Where Honda’s Godzilla was a precise, uncompromising commentary on nuclear weapons and wartime trauma, this newer film is comparatively ambivalent. It touches on multiple possible causes—nuclear activity, environmental imbalance, humanity’s destructive tendencies—but avoids making a decisive statement. That indecision weakens the movie’s moral clarity; rather than confronting a single issue, it scatters blame and softens its critique, leaving the narrative with less emotional impact than it might have had.
The film’s antagonists, the MUTOs (Massive Unidentified Terrestrial Organisms), are conceptually serviceable but unremarkable. Their design and behavior feel derivative at times, echoing elements from modern creature cinema without delivering the distinctive character of Toho’s diverse kaiju or the imaginative designs seen in other recent monster films. As a result, the MUTOs rarely resonate as memorable threats on their own.

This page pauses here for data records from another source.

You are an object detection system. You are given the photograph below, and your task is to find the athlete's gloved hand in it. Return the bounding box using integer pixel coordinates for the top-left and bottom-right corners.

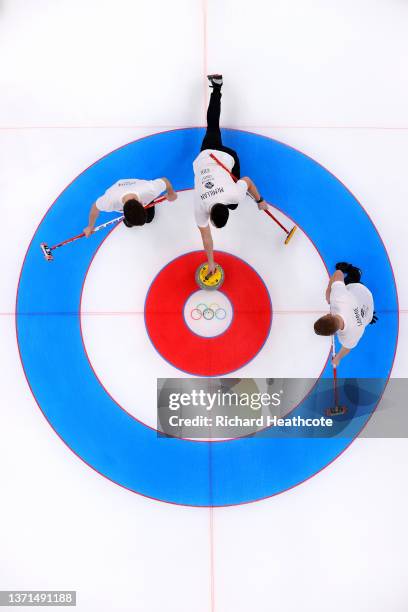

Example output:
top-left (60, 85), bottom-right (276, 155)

top-left (336, 261), bottom-right (353, 274)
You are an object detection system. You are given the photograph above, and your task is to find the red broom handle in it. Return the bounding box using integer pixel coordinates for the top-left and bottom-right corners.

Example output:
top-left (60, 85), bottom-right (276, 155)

top-left (50, 191), bottom-right (167, 251)
top-left (210, 153), bottom-right (289, 234)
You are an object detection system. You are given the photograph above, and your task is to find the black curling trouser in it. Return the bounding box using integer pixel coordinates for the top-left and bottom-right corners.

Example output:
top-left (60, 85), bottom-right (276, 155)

top-left (146, 206), bottom-right (156, 223)
top-left (344, 266), bottom-right (361, 285)
top-left (201, 87), bottom-right (241, 180)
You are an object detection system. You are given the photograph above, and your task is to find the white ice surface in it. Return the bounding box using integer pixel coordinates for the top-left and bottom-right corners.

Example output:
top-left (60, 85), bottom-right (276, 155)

top-left (0, 0), bottom-right (408, 612)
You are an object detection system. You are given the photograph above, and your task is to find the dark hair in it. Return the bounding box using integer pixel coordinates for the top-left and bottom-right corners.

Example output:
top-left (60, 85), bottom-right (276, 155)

top-left (314, 315), bottom-right (339, 336)
top-left (123, 200), bottom-right (146, 227)
top-left (210, 204), bottom-right (229, 227)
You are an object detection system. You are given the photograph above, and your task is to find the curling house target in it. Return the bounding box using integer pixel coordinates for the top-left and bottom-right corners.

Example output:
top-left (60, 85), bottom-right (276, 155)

top-left (16, 128), bottom-right (398, 506)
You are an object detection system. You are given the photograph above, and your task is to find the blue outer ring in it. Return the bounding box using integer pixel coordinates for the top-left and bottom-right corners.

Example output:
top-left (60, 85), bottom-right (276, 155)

top-left (16, 128), bottom-right (398, 506)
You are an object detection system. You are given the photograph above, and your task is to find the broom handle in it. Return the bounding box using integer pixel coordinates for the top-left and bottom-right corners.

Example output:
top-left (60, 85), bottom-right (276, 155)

top-left (332, 335), bottom-right (338, 406)
top-left (50, 191), bottom-right (166, 251)
top-left (210, 153), bottom-right (289, 234)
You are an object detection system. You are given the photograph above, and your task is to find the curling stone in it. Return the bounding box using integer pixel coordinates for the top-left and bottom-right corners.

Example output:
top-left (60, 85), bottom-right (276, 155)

top-left (196, 263), bottom-right (224, 291)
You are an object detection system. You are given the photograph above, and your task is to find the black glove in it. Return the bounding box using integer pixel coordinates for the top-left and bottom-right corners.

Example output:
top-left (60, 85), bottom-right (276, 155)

top-left (370, 310), bottom-right (378, 325)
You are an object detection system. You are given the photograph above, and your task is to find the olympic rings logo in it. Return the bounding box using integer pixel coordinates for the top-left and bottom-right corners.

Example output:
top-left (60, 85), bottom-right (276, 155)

top-left (190, 302), bottom-right (227, 321)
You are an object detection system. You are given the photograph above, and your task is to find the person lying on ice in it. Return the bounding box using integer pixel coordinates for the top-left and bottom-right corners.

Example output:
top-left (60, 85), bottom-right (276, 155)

top-left (84, 177), bottom-right (177, 238)
top-left (193, 74), bottom-right (267, 273)
top-left (314, 262), bottom-right (377, 367)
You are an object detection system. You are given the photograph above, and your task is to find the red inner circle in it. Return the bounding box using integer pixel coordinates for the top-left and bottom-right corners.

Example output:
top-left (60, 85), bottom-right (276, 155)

Aaron Taylor-Johnson portrays Ford as a dutiful, action-driven hero, motivated by family protection and duty. The performance fits the role but often reads as formulaic: Ford alternates between careful father and impulsive soldier without the script fully exploring the emotional tension such a split could produce. Bryan Cranston’s Joe Brody provides the film’s emotional core in concept, but his screen time and development are limited. Several strong actors—Ken Watanabe, Sally Hawkins, Juliette Binoche—appear in smaller, serviceable roles that support the plot without elevating it.
One of the film’s undeniable assets is Alexandre Desplat’s score. Lush, cinematic, and attuned to both Western and Eastern musical sensibilities, the soundtrack provides moments of genuine beauty and gravitas. Desplat’s compositions echo the original Godzilla motifs without copying them, helping to establish an emotional throughline throughout the film’s spectacle-heavy sequences.
Visually, the movie offers striking set-pieces. The HALO jump sequence, heavily featured in marketing, stands out as a meticulously crafted action piece that balances tension and scale—an image that could easily populate a poster. Unfortunately, many other action moments do not reach the same level of sustained excitement, leaving the film uneven in its pacing of spectacle.
The film’s central conceit—Godzilla as a force of nature, a kind of ecological reset—works well in theory. When Godzilla appears on screen, he is powerfully realized: imposing against ruined skylines, moving through open water with prehistoric grace, and unleashing his atomic breath in climactic set-pieces. Yet the title monster’s actual screen time is limited. For a movie named Godzilla, audiences expecting prolonged confrontations and a deeper connection to the creature may feel shortchanged. The film captures Godzilla’s might, but it rarely allows viewers to know him beyond the role he fills in the narrative.
Gareth Edwards brought fresh visual ideas and a keen eye for atmosphere to a legendary franchise, and the movie benefits from strong production values and a compelling score. Still, the screenplay’s reluctance to commit to a sharper thematic stance, combined with underused characters and inconsistent action pacing, prevents the film from reaching its full potential. The result is an impressive-looking blockbuster that often flirts with emotional resonance without fully delivering it.